Obama strung together the gay rights
movement with the civil rights movement and the suffrage movement,
marking the first time a president has addressed gay rights in an
inauguration speech.
“We, the people, declare today that
the most evident of truths – that all of us are created equal –
is the star that guides us still; just as it guided our forebears
through Seneca Falls, and Selma and Stonewall,” Obama said. “Our
journey is not complete until our gay brothers and sisters are treated
like anyone else under the law – for if we are truly created equal,
then surely the love we commit to one another must be equal as well.”

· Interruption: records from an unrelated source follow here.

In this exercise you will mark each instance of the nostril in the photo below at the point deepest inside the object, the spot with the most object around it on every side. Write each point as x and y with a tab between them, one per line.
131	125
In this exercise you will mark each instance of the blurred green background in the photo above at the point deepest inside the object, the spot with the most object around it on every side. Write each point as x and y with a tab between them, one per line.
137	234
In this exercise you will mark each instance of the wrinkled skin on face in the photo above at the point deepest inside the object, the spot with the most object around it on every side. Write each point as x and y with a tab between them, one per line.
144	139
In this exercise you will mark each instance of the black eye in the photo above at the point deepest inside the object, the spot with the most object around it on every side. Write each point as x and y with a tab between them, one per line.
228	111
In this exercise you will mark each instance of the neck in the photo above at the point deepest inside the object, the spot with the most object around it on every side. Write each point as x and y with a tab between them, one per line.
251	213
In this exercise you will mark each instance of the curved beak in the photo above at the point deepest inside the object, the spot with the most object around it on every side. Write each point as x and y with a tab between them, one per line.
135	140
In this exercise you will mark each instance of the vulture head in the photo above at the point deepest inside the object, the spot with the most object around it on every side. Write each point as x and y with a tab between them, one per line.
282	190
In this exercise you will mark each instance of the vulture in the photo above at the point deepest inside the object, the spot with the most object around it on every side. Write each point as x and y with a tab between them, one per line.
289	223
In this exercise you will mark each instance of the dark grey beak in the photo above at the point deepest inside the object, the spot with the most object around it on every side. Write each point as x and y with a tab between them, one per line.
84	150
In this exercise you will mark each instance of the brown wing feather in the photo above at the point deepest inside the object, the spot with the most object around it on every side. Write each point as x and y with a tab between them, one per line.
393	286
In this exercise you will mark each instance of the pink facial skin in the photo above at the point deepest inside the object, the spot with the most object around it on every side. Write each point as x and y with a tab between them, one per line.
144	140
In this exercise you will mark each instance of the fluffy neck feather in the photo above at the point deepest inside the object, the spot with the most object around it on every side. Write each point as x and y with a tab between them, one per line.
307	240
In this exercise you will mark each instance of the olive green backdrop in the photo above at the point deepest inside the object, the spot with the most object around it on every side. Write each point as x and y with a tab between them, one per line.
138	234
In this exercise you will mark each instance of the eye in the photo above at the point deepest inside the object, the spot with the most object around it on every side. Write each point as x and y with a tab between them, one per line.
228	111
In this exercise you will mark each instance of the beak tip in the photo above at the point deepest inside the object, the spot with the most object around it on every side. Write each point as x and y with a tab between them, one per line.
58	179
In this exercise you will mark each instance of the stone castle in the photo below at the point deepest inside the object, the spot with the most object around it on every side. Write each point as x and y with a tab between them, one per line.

Stonewall is the Greenwich Village gay
bar where a police raid was met with resistance in the early morning
hours of June 28, 1969, triggering the modern gay rights movement.
Appearing on CNN, Sprigg, who
has called for laws making gay sex a crime, criticized the
president, saying “homosexuals already have all the same civil
rights.”
“The irony is homosexuals already
have all the same civil rights as anyone else,” Sprigg said. “But
that fact that all people are created equal as individuals does not
mean all sexual behavior is equal or that all personal relationships
have an equal value to society at large.”
Sprigg said Obama was “laying down
the gauntlet” for his agenda in his speech.